Building a balanced binary tree from sorted input in O(n)

Writing about Knuth's literate programming book reminded me about when I met him (at a conference) and asked why the following algorithm wasn't in TAOCP. He grasped the algorithm from a ten-second description, and said it wasn't there because he didn't know about it. Good reason.

My TA at university (when I invented it for an exercise) wasn't aware of it either, but unlike Knuth, my TA didn't understand it. And I hadn't commented the code at all. Sigh.

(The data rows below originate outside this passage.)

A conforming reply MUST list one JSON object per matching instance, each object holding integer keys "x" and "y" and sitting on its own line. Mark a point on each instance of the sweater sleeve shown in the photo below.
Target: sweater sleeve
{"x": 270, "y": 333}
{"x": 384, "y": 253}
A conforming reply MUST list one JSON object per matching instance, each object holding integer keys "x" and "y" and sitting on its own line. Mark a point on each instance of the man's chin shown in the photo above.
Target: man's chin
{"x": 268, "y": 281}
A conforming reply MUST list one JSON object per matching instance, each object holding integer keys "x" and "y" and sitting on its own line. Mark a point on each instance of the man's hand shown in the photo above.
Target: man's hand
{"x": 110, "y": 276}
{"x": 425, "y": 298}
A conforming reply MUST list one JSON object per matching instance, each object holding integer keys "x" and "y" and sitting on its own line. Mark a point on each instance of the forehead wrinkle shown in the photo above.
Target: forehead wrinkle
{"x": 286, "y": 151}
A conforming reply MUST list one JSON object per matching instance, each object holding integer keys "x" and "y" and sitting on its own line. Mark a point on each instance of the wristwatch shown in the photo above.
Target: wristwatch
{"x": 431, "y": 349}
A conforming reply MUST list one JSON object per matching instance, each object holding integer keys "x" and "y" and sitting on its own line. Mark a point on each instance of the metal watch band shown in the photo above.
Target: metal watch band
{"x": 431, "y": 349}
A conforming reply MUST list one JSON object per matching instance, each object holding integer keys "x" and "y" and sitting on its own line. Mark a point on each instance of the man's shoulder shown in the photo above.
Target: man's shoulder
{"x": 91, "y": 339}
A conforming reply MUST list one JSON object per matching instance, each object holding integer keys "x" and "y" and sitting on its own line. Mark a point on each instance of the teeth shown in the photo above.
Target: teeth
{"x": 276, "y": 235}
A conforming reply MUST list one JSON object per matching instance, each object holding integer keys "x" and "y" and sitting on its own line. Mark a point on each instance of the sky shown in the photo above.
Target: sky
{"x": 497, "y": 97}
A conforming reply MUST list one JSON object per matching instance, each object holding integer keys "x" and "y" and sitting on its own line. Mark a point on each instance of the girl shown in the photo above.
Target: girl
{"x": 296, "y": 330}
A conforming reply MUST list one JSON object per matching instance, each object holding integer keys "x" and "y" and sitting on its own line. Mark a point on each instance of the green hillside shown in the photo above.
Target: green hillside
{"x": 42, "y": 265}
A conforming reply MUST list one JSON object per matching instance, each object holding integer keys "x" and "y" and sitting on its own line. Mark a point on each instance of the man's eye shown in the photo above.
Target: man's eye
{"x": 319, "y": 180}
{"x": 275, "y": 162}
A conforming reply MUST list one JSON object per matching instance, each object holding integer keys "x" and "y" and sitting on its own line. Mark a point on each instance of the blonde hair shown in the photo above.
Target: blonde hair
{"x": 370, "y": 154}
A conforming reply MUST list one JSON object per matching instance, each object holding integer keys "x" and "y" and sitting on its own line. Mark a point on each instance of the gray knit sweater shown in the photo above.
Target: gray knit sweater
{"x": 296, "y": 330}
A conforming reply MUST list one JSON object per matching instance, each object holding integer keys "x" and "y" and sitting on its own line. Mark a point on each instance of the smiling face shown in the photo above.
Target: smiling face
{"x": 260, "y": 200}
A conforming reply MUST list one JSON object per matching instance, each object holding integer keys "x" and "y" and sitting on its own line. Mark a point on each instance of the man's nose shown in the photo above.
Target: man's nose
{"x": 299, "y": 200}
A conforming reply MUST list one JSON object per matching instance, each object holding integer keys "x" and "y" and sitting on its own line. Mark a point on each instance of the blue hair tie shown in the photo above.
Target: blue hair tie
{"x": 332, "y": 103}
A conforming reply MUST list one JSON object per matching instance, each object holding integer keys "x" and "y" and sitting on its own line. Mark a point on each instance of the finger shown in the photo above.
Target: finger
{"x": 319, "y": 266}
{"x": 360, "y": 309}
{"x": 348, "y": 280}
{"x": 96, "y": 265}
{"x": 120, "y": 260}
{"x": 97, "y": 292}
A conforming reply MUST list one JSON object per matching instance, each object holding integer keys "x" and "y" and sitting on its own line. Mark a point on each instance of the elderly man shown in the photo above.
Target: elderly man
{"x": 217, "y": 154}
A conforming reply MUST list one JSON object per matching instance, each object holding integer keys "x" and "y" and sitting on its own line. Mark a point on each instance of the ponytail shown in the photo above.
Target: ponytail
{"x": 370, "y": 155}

Here are some words in sorted order:

DecimalBinaryWord
100001name
200010next
300011non
400100of
500101on
600110one
700111other
801000perform
901001piece
1001010play
1101011reached
1201100row
1301101same
1401110scrambled
1501111so
1610000software
1710001still
1810010successful
1910011that
2010100the
2110101this
2210110title

You may observe that the boldfaced digits look like a binary tree. This property can be used to build a binary tree in O(n) given sorted input. Making an empty tree and repeatedly calling its insert operation is already quite fast, probably O(n log2(n)), so you may or may not care about the improvement. If the input happens to be in sorted order, lookups on a regular binary tree will be slow, but a tree built by this algorithm behaves well.

The algorithm:

  1. Make a zero-filled array a of node pointers, as big as the tree can be deep. log2(sizeof(void*)) is fine.
  2. For each item of input:
    1. Make a node with that input. Set its left and right children to null.
    2. Compute the node's proper level, l, by counting the number of zero bits below the least significant one bit.
    3. If l>0, and a[l-1] is filled, make the left pointer of your new node point to a[l-1] and clear a[l-1].
    4. If a[l+1] is filled, make its right pointer point to your new node.
    5. Set a[l] to the new node.
  3. Make a new variable, n, a pointer to a node. Set it to null.
  4. For each node in a, a[l], starting with a[0]:
    1. If a[l] is non-null, set a[l]'s right pointer to n, and set n to a[l].

At the end, n is the root of the tree.

A slight variation of the algorithm can be used to make sure the root has an almost equal number of left and right children.

Another variation can be used to rebalance an existing tree.